The region-wide pricing scheme will force Michigan to pay about 20 percent of as much as $20 billion in new high-voltage transmission lines -- though Michigan businesses and homeowners will get little benefit. Indiana, Illinois, Minnesota and Wisconsin will also absorb new costs.
This is the first step in a FERC scheme to socialize transmission costs nationwide. In June FERC drafted a rule to create a new national transmission pricing policy that would link wind and solar energy projects to the national electricity grid. The new pricing rule would establish a new category of transmission lines, "Multi-Value-Project," which would take into account broad "public policy goals," most notably the increased use of renewable energy.

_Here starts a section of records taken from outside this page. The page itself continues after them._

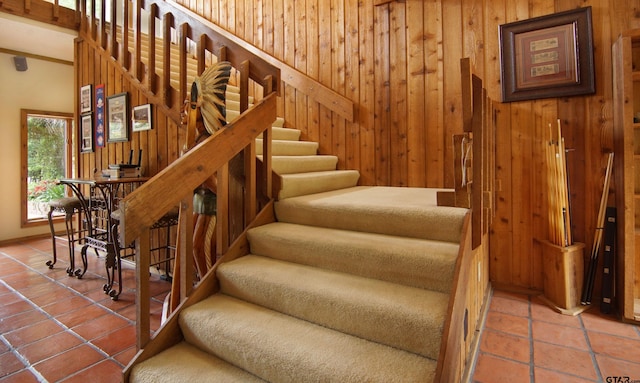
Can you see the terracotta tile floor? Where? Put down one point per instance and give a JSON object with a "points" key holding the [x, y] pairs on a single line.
{"points": [[523, 340], [54, 328]]}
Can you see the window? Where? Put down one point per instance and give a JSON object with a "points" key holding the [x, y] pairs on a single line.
{"points": [[46, 156]]}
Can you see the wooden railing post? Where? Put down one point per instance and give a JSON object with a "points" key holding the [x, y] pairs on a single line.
{"points": [[143, 323], [186, 247]]}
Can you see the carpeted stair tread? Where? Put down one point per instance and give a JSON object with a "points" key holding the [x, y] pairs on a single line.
{"points": [[404, 317], [283, 134], [302, 164], [409, 212], [289, 148], [280, 348], [410, 261], [299, 184], [184, 363]]}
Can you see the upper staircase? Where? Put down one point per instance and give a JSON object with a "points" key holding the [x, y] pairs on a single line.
{"points": [[324, 280], [349, 285]]}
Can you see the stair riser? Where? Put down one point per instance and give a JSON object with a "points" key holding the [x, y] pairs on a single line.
{"points": [[374, 210], [403, 317], [412, 262], [279, 348]]}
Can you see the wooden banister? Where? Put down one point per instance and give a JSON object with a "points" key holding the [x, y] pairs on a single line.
{"points": [[153, 199]]}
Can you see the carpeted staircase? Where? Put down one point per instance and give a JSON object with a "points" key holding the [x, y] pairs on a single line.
{"points": [[351, 284]]}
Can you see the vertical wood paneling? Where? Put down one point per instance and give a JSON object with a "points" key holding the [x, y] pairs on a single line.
{"points": [[452, 53], [398, 95], [436, 165], [366, 104], [381, 95], [399, 63], [416, 111], [338, 80], [352, 78], [312, 131]]}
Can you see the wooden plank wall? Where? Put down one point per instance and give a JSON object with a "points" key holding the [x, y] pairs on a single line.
{"points": [[160, 146], [399, 63]]}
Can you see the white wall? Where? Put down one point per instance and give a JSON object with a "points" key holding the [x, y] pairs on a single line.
{"points": [[44, 86]]}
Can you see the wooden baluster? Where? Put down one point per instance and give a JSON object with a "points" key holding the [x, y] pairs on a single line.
{"points": [[151, 70], [143, 307], [137, 39], [113, 42], [184, 34], [166, 64], [266, 145], [125, 55]]}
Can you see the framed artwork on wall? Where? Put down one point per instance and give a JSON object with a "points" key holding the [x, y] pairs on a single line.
{"points": [[118, 117], [141, 118], [86, 133], [86, 99], [547, 56], [99, 134]]}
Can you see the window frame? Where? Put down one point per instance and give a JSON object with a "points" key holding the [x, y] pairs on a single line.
{"points": [[70, 156]]}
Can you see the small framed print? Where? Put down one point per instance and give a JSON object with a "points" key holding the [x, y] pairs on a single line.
{"points": [[86, 99], [86, 133], [99, 134], [141, 118], [547, 56], [118, 117]]}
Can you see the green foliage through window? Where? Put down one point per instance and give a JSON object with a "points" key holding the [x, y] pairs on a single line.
{"points": [[46, 154]]}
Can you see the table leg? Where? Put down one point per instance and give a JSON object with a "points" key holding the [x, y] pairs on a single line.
{"points": [[112, 264]]}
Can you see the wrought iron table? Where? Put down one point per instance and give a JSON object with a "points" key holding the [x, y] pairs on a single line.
{"points": [[104, 196]]}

About half the states already have renewable portfolio standards, which require from 10 percent to one-third of electricity to come from wind, solar and other renewable resources. But states have discovered that ratepayers aren't thrilled about paying higher costs.
For example:
A 2009 report by the California Public Utilities Commission found that to meet the state's 33 percent renewable energy target by 2020, seven transmission lines at a cost of $12 billion would need to be built.
In Massachusetts, electricity from the Cape Wind project will cost two to three times more per kilowatt hour than electricity from coal or natural gas.
The wind industry has essentially conceded that without the ability to socialize costs, its projects can't compete with coal, natural gas or nuclear power.
The FERC pricing scheme is politically insidious and arguably unconstitutional, because it enables states with renewable energy standards to export the costs of those policies to states without these laws, says the Journal.